Banking lawyers said institutions can take several steps to ward off these uninvited advances.
"Nothing is an absolute killer," said Mike Greenspan, a partner at Thompson & Mitchell. "But you can make it very difficult for people trying to take you over."
The first barrier: strong economic performance.
"The most important thing is to have a performance record and a market recognition of that record so no one can afford to buy you," said one lawyer active in merger work. "That is absolutely the first line of defense."
Bankers also should recruit a board of directors firmly committed to independence. "You can have all the corporate defenses you want in the world, but if the board decides not to continue with independence, those defenses are irrelevant," the lawyer said.
Bankers with committed boards and strong earnings should look to corporate defenses as a third layer of defense.
Mr. Greenspan said golden parachutes are the most common. These devices force the bank to shell out up to 2.99 times a senior executive's salary if the acquirer fires him. This makes it very expensive for the acquirer to install its own people, usually a given in any deal.
Banks also can adopt staggered terms for their boards of directors. This makes it harder for a hostile bidder to install a board that wants to sell, Mr. Greenspan said.
Banks also can use blank-check preferred stock, a type of security that allows the board to define its terms. This allows the board to issue types of stock most likely to derail the merger.
One common tactic is to issue a type of stock that prevents the acquirer from merging its books with the target bank's. Instead, it must reevaluate all of the assets on the books, a process that could significantly reduce the new bank's capital.
The stock does have a drawback. The shareholders must delegate their authority to the board, something they may be unwilling to do.
But the defenses don't end there. Poison pills are fashionable in other industries, Mr. Greenspan said. These deals permit shareholders to buy company stock at half-price during hostile takeovers. That balloons the amount of stock in circulation, significantly increasing the total the acquirer must dish out.
Bankers also can include special clauses in property leases to drive up the price of a deal. These clauses provide for significant lump-sum payments if the bank must close the facility.
Finally, a bank can employ the "crown jewel defense," in which it agrees in advance to sell a key asset at below market rates if the institution is taken over.
"They aren't going to take you over if it is that crown jewel that they want," Mr. Greenspan said.
These defenses are not insurmountable. Acquirers can sue the bank's management if the takeover protections are not in the shareholders' best interests.

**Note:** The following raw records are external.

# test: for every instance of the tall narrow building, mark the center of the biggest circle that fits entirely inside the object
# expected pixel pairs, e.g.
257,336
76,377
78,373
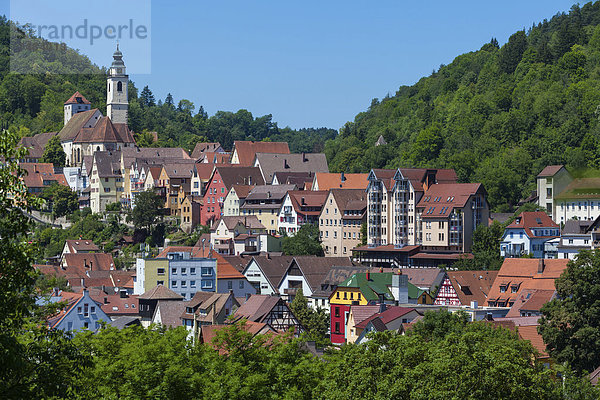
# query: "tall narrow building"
117,101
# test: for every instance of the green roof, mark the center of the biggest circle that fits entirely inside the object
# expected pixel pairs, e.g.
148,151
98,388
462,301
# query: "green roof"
379,283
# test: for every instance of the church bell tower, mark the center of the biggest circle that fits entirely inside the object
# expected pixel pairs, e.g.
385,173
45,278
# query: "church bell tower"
117,101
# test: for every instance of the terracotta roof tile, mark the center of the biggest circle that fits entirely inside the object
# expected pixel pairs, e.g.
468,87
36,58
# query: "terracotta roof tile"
246,150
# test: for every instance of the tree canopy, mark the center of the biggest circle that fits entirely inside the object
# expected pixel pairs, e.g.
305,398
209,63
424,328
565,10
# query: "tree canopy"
570,324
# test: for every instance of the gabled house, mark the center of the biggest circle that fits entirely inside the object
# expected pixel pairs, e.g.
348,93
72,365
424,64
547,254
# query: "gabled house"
244,152
106,180
235,199
465,288
173,178
270,310
237,235
80,246
529,234
335,276
449,215
302,180
307,273
300,207
327,181
390,319
148,302
575,235
270,163
264,202
201,148
341,219
40,176
219,184
207,309
265,272
363,289
81,312
519,274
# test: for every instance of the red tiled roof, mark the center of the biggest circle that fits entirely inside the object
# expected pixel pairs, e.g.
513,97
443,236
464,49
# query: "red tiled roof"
326,181
246,150
77,98
440,199
550,170
391,314
529,220
524,273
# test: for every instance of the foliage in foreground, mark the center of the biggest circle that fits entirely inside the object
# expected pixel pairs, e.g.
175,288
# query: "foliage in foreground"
444,357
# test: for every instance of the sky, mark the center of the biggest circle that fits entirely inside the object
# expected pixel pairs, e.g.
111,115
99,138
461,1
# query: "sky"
308,63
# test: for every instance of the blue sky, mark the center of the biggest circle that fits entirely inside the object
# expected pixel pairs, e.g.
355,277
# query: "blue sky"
311,63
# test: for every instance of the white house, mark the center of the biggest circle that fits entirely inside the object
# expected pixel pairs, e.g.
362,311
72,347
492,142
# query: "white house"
529,234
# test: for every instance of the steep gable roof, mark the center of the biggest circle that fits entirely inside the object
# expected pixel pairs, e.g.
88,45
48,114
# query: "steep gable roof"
257,307
202,148
273,268
326,181
237,175
270,163
75,124
472,285
550,171
246,150
77,98
442,198
530,220
81,245
160,292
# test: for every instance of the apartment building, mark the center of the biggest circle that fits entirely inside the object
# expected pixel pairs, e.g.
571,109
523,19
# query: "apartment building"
392,198
448,214
264,202
341,219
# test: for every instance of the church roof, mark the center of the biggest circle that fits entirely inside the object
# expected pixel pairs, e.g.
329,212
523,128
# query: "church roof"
75,124
77,98
103,132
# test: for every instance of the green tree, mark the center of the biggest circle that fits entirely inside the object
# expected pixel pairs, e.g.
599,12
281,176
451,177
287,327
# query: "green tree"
314,321
305,242
54,153
147,210
570,324
36,363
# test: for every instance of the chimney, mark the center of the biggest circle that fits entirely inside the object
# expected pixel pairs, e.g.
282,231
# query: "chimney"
400,288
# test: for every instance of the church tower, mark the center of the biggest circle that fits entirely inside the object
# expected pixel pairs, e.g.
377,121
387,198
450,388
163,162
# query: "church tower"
116,90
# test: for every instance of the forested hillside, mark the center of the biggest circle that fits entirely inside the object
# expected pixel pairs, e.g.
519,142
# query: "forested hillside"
33,103
496,115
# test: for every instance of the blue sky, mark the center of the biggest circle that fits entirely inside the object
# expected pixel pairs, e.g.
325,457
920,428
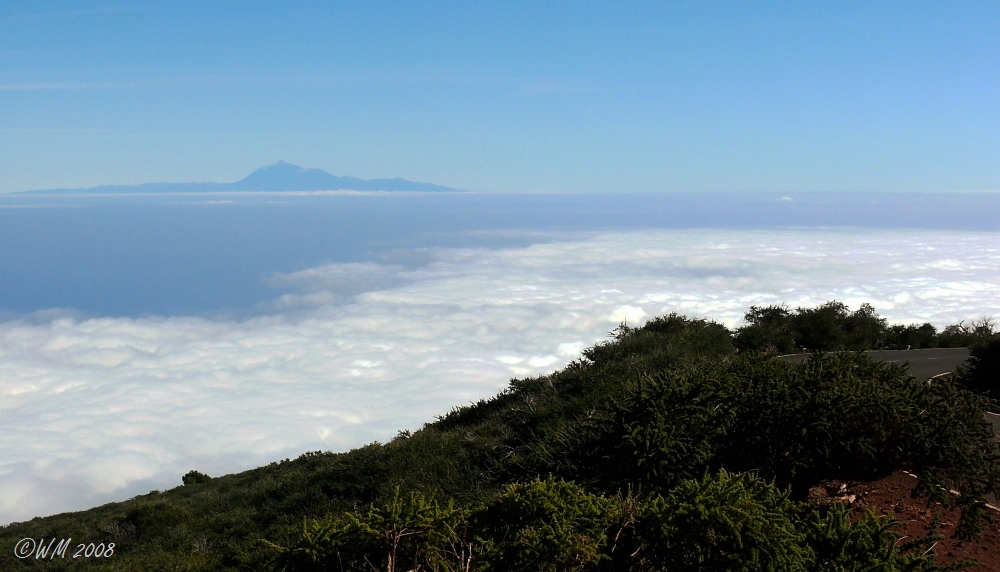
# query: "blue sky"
506,96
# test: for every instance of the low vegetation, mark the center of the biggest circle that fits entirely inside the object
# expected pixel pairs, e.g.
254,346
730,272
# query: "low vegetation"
678,445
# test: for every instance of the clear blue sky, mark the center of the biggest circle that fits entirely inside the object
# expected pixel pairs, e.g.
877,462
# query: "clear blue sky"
603,96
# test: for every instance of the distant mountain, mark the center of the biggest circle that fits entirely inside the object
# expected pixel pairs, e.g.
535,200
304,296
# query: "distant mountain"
279,177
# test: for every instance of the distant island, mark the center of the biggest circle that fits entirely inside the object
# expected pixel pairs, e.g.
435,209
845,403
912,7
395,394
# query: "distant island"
280,177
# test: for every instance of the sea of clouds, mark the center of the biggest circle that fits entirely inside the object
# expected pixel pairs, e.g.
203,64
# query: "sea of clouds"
102,409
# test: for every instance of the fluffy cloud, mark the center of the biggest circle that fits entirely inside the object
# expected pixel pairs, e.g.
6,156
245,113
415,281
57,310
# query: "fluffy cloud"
103,409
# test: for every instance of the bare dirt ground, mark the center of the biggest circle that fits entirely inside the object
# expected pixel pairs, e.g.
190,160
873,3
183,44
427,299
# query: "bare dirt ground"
891,496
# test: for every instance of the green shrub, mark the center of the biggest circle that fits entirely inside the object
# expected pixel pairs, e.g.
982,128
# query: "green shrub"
405,533
549,525
725,522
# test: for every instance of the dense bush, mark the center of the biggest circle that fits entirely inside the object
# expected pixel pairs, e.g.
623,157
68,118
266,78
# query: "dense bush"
833,327
636,423
721,522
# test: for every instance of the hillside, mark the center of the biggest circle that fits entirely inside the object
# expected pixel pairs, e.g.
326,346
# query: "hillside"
279,177
678,445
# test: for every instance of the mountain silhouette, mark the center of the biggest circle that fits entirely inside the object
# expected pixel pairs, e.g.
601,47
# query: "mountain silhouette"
279,177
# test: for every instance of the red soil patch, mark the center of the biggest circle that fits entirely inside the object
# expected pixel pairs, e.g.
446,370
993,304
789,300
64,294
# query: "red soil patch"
891,496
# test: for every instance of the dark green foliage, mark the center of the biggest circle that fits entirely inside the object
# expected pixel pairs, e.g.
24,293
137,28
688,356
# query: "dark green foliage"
833,327
968,335
730,522
405,533
195,478
768,328
868,544
899,337
638,420
544,525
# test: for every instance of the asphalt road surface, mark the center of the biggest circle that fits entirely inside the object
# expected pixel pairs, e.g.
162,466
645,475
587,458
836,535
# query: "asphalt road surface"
922,364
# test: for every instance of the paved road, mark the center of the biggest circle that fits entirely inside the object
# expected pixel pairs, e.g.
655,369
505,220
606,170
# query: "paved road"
922,364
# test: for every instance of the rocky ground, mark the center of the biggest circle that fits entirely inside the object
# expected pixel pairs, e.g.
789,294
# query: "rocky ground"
891,496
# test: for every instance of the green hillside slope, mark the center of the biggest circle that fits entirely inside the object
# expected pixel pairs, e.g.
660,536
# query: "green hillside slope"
662,448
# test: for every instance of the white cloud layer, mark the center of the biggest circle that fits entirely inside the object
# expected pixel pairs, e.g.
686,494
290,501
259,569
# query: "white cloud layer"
103,409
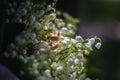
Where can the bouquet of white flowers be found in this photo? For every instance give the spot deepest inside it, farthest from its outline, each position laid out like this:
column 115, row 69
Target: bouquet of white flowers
column 47, row 49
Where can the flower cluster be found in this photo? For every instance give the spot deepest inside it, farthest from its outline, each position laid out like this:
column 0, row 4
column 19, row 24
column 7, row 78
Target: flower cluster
column 46, row 47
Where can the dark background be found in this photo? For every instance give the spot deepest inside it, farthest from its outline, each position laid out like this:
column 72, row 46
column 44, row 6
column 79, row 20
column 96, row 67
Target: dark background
column 97, row 17
column 100, row 18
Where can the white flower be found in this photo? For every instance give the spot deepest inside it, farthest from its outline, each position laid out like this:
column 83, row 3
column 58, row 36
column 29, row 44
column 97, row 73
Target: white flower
column 91, row 41
column 98, row 45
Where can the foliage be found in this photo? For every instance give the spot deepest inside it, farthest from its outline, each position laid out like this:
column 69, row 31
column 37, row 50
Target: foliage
column 47, row 49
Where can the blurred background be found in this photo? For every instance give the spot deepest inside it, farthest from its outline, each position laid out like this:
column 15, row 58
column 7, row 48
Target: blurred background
column 98, row 18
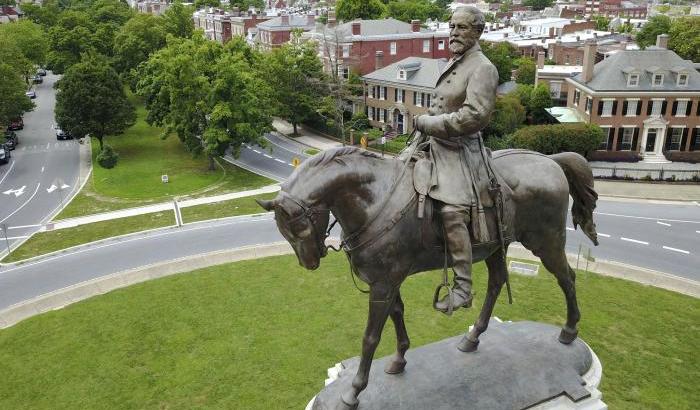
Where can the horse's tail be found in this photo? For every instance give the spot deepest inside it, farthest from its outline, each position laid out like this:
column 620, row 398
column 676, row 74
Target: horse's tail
column 580, row 178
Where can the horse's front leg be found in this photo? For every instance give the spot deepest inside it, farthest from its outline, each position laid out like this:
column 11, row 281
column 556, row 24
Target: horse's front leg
column 381, row 300
column 398, row 362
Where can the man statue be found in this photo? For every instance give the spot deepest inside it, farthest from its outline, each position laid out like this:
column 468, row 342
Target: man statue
column 461, row 107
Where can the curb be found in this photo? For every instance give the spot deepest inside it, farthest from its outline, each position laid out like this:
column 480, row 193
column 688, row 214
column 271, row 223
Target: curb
column 84, row 290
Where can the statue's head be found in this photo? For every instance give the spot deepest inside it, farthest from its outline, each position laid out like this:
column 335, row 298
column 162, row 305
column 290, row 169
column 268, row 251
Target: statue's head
column 303, row 227
column 466, row 25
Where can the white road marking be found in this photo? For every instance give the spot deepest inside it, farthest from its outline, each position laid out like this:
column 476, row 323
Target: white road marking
column 12, row 165
column 648, row 218
column 22, row 206
column 16, row 192
column 634, row 240
column 676, row 250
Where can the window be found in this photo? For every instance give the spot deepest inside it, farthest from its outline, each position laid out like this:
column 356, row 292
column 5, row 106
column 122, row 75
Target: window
column 607, row 108
column 608, row 135
column 627, row 135
column 633, row 80
column 676, row 136
column 681, row 107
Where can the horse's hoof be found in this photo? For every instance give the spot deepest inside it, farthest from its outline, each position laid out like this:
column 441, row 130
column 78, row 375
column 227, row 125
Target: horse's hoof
column 567, row 335
column 395, row 366
column 347, row 403
column 468, row 346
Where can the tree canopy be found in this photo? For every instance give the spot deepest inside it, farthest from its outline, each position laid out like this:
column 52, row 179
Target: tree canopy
column 91, row 100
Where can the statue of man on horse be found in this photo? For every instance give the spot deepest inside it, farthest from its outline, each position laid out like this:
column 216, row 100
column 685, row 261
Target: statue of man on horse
column 462, row 104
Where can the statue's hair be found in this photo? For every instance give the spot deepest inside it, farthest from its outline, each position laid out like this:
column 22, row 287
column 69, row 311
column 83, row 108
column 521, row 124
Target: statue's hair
column 477, row 20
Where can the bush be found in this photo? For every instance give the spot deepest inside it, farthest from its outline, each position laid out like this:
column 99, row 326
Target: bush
column 551, row 139
column 107, row 158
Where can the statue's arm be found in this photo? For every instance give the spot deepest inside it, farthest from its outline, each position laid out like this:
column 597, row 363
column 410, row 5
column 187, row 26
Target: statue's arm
column 475, row 112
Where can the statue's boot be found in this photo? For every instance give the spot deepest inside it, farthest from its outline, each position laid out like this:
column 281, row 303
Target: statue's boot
column 456, row 221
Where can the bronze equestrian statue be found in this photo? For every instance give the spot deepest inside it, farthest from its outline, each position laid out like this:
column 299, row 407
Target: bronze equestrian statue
column 390, row 230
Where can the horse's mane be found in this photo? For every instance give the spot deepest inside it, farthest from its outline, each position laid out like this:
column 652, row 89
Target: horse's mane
column 324, row 158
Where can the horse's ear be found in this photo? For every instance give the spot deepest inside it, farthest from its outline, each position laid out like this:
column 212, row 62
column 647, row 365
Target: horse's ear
column 267, row 205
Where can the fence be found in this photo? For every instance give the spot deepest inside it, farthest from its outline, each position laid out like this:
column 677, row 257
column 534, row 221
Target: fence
column 646, row 174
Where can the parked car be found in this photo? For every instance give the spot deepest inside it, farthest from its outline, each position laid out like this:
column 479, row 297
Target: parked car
column 61, row 134
column 10, row 140
column 5, row 154
column 16, row 124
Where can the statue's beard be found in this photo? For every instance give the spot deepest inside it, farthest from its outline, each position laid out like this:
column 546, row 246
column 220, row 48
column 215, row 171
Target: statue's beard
column 460, row 46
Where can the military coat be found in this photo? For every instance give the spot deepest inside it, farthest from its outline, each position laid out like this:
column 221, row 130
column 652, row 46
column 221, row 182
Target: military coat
column 461, row 106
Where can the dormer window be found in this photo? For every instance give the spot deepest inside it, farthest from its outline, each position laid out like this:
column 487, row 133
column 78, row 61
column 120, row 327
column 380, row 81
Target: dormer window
column 633, row 80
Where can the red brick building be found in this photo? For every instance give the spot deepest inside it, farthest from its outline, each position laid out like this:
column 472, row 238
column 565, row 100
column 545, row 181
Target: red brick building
column 363, row 46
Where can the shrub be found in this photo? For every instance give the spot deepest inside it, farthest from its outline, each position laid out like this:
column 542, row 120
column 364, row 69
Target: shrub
column 551, row 139
column 107, row 158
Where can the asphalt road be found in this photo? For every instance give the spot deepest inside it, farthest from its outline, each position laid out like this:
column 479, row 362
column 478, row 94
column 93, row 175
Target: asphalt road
column 43, row 171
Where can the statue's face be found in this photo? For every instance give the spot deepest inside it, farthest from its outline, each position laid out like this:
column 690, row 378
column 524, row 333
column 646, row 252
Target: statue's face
column 463, row 35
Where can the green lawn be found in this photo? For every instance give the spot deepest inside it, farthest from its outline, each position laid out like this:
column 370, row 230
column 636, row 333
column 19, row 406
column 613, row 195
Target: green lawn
column 143, row 157
column 46, row 242
column 260, row 335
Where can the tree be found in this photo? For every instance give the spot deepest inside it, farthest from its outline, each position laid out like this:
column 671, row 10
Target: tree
column 347, row 10
column 178, row 20
column 538, row 4
column 527, row 70
column 134, row 43
column 684, row 38
column 656, row 25
column 501, row 55
column 91, row 100
column 296, row 76
column 539, row 100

Bank management must be able to point to a detailed business plan that outlines how independence benefits stockholders, Mr. Greenspan said.
Bankers and their boards also shouldn't reject a deal outright. "Take the time and analyze the offer and consult with the business plan," he said. "Only then make a reasoned decision to reject the offer."
First Interstate appears destined to lose its independence - either it will succumb to Wells Fargo or it will sell to a friendly suitor.
Legal experts said the battle has ignited fears among some bankers that they could be next. "They have reacted by saying everyone is at risk," Mr. Greenspan said. "They are saying if they will make a takeover for a $90 billion bank, they'll easily go after a $35 billion bank."
But it's unclear whether the Wells bid will open the banking industry up to more hostile mergers. The industry's other celebrated hostile takeover - Bank of New York's acquisition of Irving Trust in 1988 - was followed by nothing but friendly mergers.